Derken hepsinin uykusu geldi... Biz de misafirliğin makbulu kısasıdır diyerek kalktık, ama hep kafasını vurdugundan, hem de bugün 23 Nisan Çocuk bayramı, yavruya hediye almadan dönülmez diyerek, hem de Montessori grubunda oyuncak arkadaşımız Ada'ya hediyesini almak üzere Mohini'ye yollandık, Doruk arabada uyudu, uykusu bitene kadar bekledik arabada. Mohini ağzına kadar doluydu, biraz dolandık, sonra Kindroo'da 1 saate yakın oynadı. Ama ben dengesinde sorun olabilir diye korkumdan sürekli peşinden dolanıp rahat bırakmadım çocuğu. Gerçi o da korkmuş anladığım kadarıyla, sürekli elini bana uzatıyordu her hareketinde :(



Orada oyuncak da bulamadık, hem kalabalıktan, hem de çoğunun ya aynısı, ya da benzeri evde olduğundan. Sonra aklıma geldi ki, oyuncak arkadaşımızın hediyesi bize gelmişti bugün, biz dısarda olunca güvenlik teslim almıştı :) Eve gidince ben güvenlikten hediyeyi aldım, biizm sıpa, güzel güzel hediyesini açtı, gerçi sonrasındaki olay pek güzel güzel devam etmedi. Nedense Doruk babasının ve benim gözümün içine baka baka, oyun hamurlarını yiyor hala. Tadı iğrenc, yenecekle, yenmeyecek seyi de cok güzel ayırmasına ragmen, nedenini çözemedğim bir sebeple yeme numarası yapıyor bize :( Böyle olunca oyuncak ancak yanında ben veya babası varken oynamak üzere, dolabın üstüne kaldırıldı. Çok güzel, palyacolu bir oyuncak, Playdooh'un, fotoları en kısa sürede burada olacak. Tekrar teşekkürler Seher :)

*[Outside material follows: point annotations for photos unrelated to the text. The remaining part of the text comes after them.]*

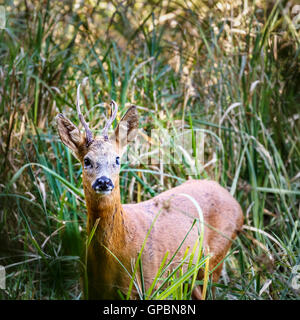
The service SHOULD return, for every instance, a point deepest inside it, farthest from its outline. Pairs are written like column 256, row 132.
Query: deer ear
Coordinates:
column 127, row 128
column 69, row 134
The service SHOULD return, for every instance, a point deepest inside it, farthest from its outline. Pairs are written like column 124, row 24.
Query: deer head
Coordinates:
column 100, row 156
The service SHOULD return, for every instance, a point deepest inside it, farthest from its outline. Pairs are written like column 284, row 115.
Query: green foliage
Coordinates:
column 227, row 68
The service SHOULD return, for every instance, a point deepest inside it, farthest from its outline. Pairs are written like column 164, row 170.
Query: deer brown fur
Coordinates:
column 123, row 228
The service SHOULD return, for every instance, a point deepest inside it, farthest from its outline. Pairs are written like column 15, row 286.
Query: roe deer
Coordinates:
column 123, row 228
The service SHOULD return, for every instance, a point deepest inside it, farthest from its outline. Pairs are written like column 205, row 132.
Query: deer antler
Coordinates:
column 89, row 135
column 114, row 107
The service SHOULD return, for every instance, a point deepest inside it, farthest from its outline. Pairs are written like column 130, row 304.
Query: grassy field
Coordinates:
column 228, row 68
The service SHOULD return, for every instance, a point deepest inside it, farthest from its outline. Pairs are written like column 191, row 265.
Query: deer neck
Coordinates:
column 109, row 211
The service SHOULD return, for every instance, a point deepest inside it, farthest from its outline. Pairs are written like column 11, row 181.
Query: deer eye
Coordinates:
column 87, row 163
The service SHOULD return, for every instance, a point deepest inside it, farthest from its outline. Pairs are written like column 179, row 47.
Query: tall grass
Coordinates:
column 229, row 69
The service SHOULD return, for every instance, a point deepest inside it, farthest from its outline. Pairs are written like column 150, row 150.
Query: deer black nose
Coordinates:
column 103, row 184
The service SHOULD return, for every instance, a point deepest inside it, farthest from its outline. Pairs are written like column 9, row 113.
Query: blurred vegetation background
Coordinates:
column 229, row 68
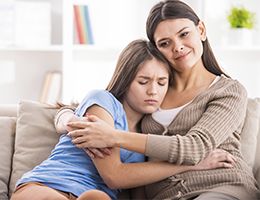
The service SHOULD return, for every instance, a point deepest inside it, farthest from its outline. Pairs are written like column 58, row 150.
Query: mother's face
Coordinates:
column 180, row 40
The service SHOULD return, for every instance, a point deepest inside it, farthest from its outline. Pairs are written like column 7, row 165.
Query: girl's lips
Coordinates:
column 182, row 56
column 151, row 101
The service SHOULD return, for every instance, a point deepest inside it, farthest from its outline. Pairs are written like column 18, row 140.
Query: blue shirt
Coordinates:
column 69, row 168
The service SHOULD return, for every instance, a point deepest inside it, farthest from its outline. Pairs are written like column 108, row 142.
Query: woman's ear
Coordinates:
column 202, row 30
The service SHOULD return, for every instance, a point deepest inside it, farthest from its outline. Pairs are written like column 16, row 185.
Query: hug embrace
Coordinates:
column 190, row 112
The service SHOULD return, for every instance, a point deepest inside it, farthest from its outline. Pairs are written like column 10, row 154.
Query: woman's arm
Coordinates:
column 224, row 116
column 115, row 173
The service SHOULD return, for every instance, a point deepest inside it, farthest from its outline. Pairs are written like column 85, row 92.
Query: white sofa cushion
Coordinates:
column 35, row 137
column 250, row 131
column 7, row 127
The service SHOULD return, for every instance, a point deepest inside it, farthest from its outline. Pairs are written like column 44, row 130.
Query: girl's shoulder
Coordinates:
column 102, row 98
column 226, row 84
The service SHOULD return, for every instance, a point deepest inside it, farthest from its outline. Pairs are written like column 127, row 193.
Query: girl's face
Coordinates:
column 148, row 88
column 181, row 42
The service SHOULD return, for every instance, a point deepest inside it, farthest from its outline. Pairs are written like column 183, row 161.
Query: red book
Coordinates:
column 79, row 24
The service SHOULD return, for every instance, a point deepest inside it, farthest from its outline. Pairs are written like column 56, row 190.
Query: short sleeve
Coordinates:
column 108, row 102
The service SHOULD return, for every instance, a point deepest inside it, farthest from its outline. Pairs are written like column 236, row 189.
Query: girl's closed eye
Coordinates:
column 163, row 44
column 142, row 82
column 184, row 34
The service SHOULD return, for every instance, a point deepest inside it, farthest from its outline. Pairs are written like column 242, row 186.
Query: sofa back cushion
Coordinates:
column 7, row 127
column 35, row 137
column 250, row 131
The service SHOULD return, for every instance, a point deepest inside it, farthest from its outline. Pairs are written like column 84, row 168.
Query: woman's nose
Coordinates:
column 178, row 47
column 152, row 90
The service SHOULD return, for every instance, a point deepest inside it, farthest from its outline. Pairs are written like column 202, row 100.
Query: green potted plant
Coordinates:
column 241, row 22
column 240, row 17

İşte biizm 23 Nisan aktivitelerimiz böyleydi :) Biraz gözyaşı, bolca keyif ...

22 Nisan 2009 Çarşamba

21 Nisan 2009 Salı

Doruk 26 aylik


Gul deyince boyle yapıyor yüzünü :)
Doruk artik 26 aylik
Ciddi ciddi konuşuyor
Kaç kelime kullandığını sayacağım derken 5-6 kelimeli cümleler kuruyor.
Gürültüden ve kalabalıktan eskiden olduğu kadar rahatsız olmuyor.
Yapbozlarla oynamaya bayılıyor.
Hala inadı tuttu mu tutuyor.
Kendi kendine yemek hala yemiyor, sevdiği şeyleri dahi :(
İşine geldi mi Annecim, Babacım demeyi biliyor ama
Hala çok hassas, çok hisli, hemen gözleri doluyor...
Ve biz onu çokkkkk seviyoruz

20 Nisan 2009 Pazartesi

İyi ki geldi bahar


Not:Gecen seneden bu seneye pek bir şey değişmemiş galiba, dün makineden hiç foto alamayınca, aynı pozun bir önceki 2008 sene versiyonunu buldum. Doruk geçen sene de sessiz sessiz köpek peşinde koşuyormuş :)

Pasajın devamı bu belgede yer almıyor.